Ремок поперхнувшись, откашлялся, а потом всё же сумел проговорить:

— Уж не знаю, может в родне у тебя боги. Да только вот жизнь ты свою живёшь. И достижения у тебя свои. Так что хватит себя с другими сравнивать. Посмотри на себя в прошлом, да ответь, а чего ты сделал, чтобы превзойти себя предыдущего.

От чего-то Корэру сделалось смешно. Мужик, который скорее всего был его куда младше, взялся учить его истинам жизни. Не сдержавшись, ария расхохотался, вновь вызвав недоумение у окружавших его.

И всё же было в словах вояки что-то разумное, вот только Корэр никак не мог понять и принять этого.

Они спустились на палубу ниже, в каюты пассажиров. Ремок тут же повёл Корэра к себе, где встретил и Малого. С тем у Сморока до этого состоялся разговор, ограничившийся всего одной фразой: «Если разума нет, так помирай, никто не остановит».
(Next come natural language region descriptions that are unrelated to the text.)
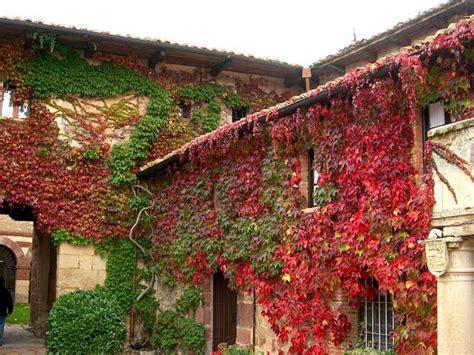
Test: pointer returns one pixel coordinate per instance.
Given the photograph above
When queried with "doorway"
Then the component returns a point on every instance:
(8, 269)
(224, 329)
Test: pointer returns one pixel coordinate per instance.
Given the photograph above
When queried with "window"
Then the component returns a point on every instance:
(7, 107)
(313, 175)
(435, 115)
(238, 113)
(378, 320)
(184, 110)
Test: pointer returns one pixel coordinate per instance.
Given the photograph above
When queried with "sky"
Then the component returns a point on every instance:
(294, 31)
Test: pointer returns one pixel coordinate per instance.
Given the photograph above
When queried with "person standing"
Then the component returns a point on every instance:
(6, 306)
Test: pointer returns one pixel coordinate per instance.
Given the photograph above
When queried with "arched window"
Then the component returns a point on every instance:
(377, 320)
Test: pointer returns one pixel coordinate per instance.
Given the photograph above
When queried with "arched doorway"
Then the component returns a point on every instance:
(8, 268)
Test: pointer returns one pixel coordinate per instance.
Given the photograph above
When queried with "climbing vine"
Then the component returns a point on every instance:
(236, 205)
(89, 127)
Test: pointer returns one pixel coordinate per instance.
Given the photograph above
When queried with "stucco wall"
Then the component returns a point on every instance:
(79, 268)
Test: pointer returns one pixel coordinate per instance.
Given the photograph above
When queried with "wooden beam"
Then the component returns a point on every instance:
(158, 56)
(219, 67)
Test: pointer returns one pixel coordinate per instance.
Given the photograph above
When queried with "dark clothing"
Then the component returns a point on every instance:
(6, 303)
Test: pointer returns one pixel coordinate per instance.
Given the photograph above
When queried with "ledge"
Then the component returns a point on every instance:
(450, 128)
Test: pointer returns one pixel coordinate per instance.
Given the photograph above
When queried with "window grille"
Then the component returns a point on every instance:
(378, 320)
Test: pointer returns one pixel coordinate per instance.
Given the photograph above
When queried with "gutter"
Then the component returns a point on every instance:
(176, 158)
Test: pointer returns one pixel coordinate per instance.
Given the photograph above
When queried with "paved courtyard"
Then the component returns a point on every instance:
(19, 340)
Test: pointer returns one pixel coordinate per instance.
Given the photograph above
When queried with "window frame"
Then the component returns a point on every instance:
(425, 126)
(386, 300)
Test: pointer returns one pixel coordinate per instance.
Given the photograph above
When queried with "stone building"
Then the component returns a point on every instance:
(56, 270)
(250, 327)
(68, 267)
(15, 262)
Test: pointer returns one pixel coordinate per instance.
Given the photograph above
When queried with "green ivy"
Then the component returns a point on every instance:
(208, 117)
(92, 153)
(172, 329)
(62, 236)
(119, 278)
(69, 75)
(323, 195)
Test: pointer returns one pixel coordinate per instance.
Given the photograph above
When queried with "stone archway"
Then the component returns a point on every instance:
(39, 266)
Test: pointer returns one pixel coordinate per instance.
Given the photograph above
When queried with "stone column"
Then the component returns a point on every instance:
(452, 260)
(450, 247)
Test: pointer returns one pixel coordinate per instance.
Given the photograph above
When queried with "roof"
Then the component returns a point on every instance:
(400, 35)
(175, 53)
(382, 68)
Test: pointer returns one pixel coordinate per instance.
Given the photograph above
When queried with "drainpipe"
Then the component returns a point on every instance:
(306, 75)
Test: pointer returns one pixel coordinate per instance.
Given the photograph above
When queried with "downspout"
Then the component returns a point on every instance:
(254, 328)
(306, 75)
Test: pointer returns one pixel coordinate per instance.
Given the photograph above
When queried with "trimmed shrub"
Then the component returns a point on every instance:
(86, 322)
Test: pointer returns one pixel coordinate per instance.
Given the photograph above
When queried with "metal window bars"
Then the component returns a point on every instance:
(378, 320)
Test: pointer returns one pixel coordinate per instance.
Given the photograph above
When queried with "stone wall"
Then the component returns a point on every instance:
(78, 268)
(450, 247)
(17, 236)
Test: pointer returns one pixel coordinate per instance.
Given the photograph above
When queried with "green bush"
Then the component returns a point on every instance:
(174, 331)
(85, 322)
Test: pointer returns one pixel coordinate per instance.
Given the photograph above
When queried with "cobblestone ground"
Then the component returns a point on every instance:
(19, 340)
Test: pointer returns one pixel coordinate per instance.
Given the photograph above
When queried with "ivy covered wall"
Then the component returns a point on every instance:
(91, 125)
(235, 205)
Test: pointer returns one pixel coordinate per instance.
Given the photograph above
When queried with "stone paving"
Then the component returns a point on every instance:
(19, 340)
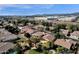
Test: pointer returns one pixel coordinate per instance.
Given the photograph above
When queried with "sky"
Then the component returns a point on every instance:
(34, 9)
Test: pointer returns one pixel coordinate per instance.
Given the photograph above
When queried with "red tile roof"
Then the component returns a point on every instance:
(48, 37)
(63, 43)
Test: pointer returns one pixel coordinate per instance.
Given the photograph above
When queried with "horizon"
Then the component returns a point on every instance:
(37, 9)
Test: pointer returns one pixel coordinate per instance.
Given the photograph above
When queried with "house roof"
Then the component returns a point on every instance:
(72, 41)
(75, 33)
(4, 47)
(48, 37)
(39, 34)
(5, 35)
(63, 43)
(27, 29)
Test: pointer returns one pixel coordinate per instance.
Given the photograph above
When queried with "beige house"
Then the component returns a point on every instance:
(75, 35)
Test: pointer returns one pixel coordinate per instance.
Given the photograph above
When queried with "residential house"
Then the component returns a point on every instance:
(66, 43)
(65, 32)
(27, 29)
(75, 35)
(49, 37)
(4, 47)
(39, 34)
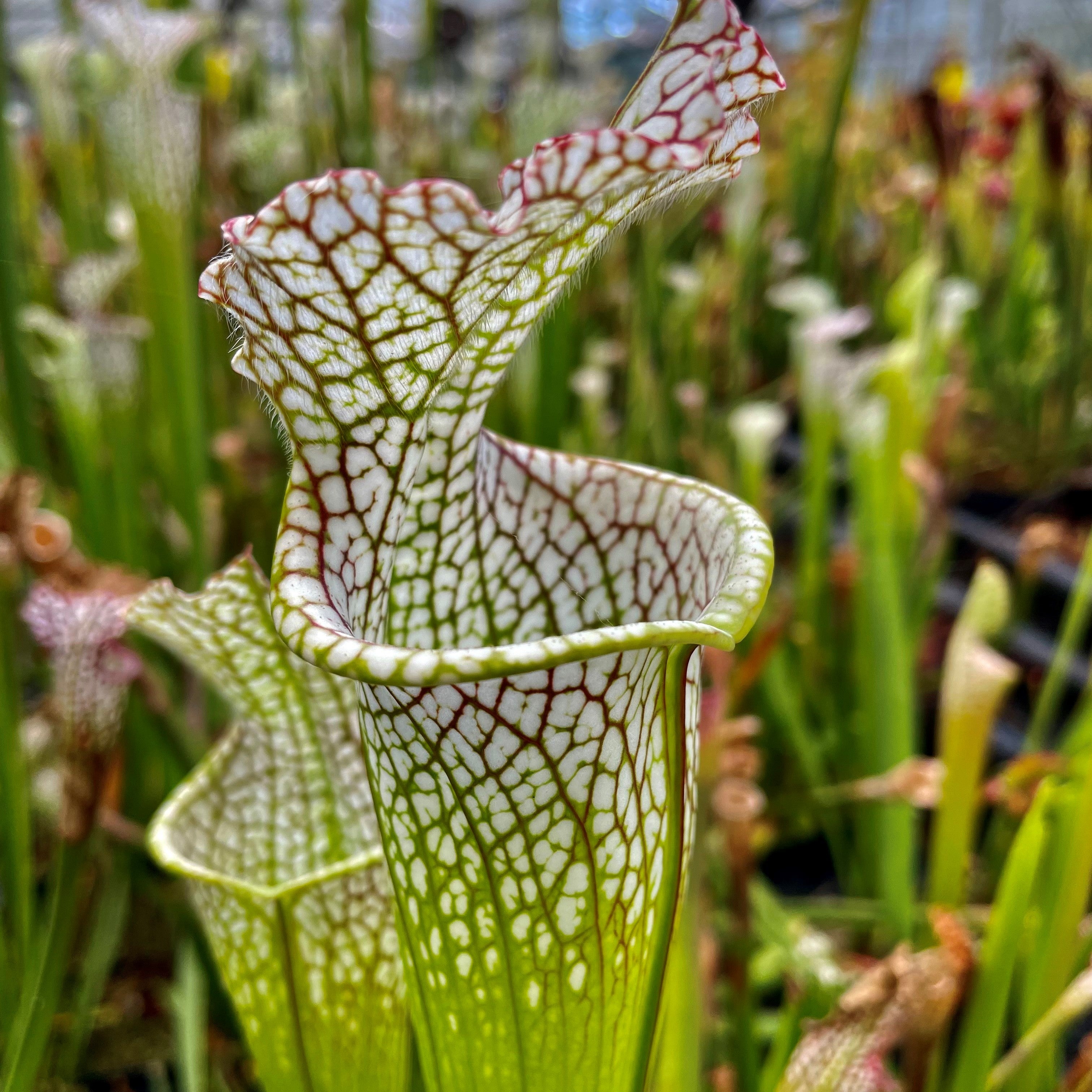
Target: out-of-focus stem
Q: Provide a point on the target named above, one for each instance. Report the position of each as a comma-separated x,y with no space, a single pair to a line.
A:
820,428
295,14
1074,1003
824,179
16,858
1062,900
362,31
175,350
42,989
1075,623
19,384
886,683
983,1024
190,1004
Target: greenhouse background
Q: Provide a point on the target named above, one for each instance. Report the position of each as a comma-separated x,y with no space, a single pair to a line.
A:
629,630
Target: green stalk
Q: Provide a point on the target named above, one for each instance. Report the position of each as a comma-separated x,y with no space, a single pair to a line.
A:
102,952
22,419
1075,622
1062,902
975,683
41,994
558,343
1074,1003
358,18
781,696
887,684
820,195
646,433
295,12
820,429
190,1006
983,1024
127,504
175,349
16,853
677,1067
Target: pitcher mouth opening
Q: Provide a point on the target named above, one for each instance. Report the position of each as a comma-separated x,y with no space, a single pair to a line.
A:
316,629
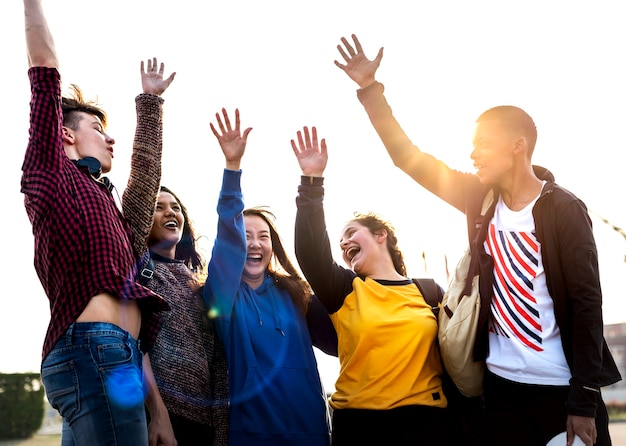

Корэр со вздохом опустился на свободную койку, только сняв сапоги, да поставив рядом Вихрь и заплечный мешок. Тут же блаженно растянулся. Он слишком устал, чтобы бояться, что что-то пойдёт не так. Хотелось спать, но прежде всего необходимо было разобраться с раскуроченной физиономией, да затылком, отдававшимся тупой болью.

Простонав он поднялся, обратившись к Малому:

— Зеркало да ковш с чистой водой найдёшь?

Тут же отозвался разлёгшийся напротив Ремок:

— Красна девица прихорашиваться станет?

— Раны нужно промыть, а то от попавшей грязи и загноиться могут, — наставительным тоном проворчал Корэр.

Малой неохотно поплёлся добывать попрошенное, а Ремок вновь попытался усмехнутся:

— Так я вроде жив до сих пор, не сгнил, как мумия какая. А уж такие сурьёзные раны чуть ли не на каждый день получаю.

Корэр ничего не ответил, только подошёл к вояке, потребовал показать раненый бок. Тот неохотно задрал рубахи. Колдун молча вытащил из заплечного мешка стержень от пишущего пера и проделал с раной всё то же, что делал со своим бедро, когда упырица шпильку воткнула, только слюну лил уже сцеженную в баночку, не стоило другим знать, что за чудо средство затягивало раны.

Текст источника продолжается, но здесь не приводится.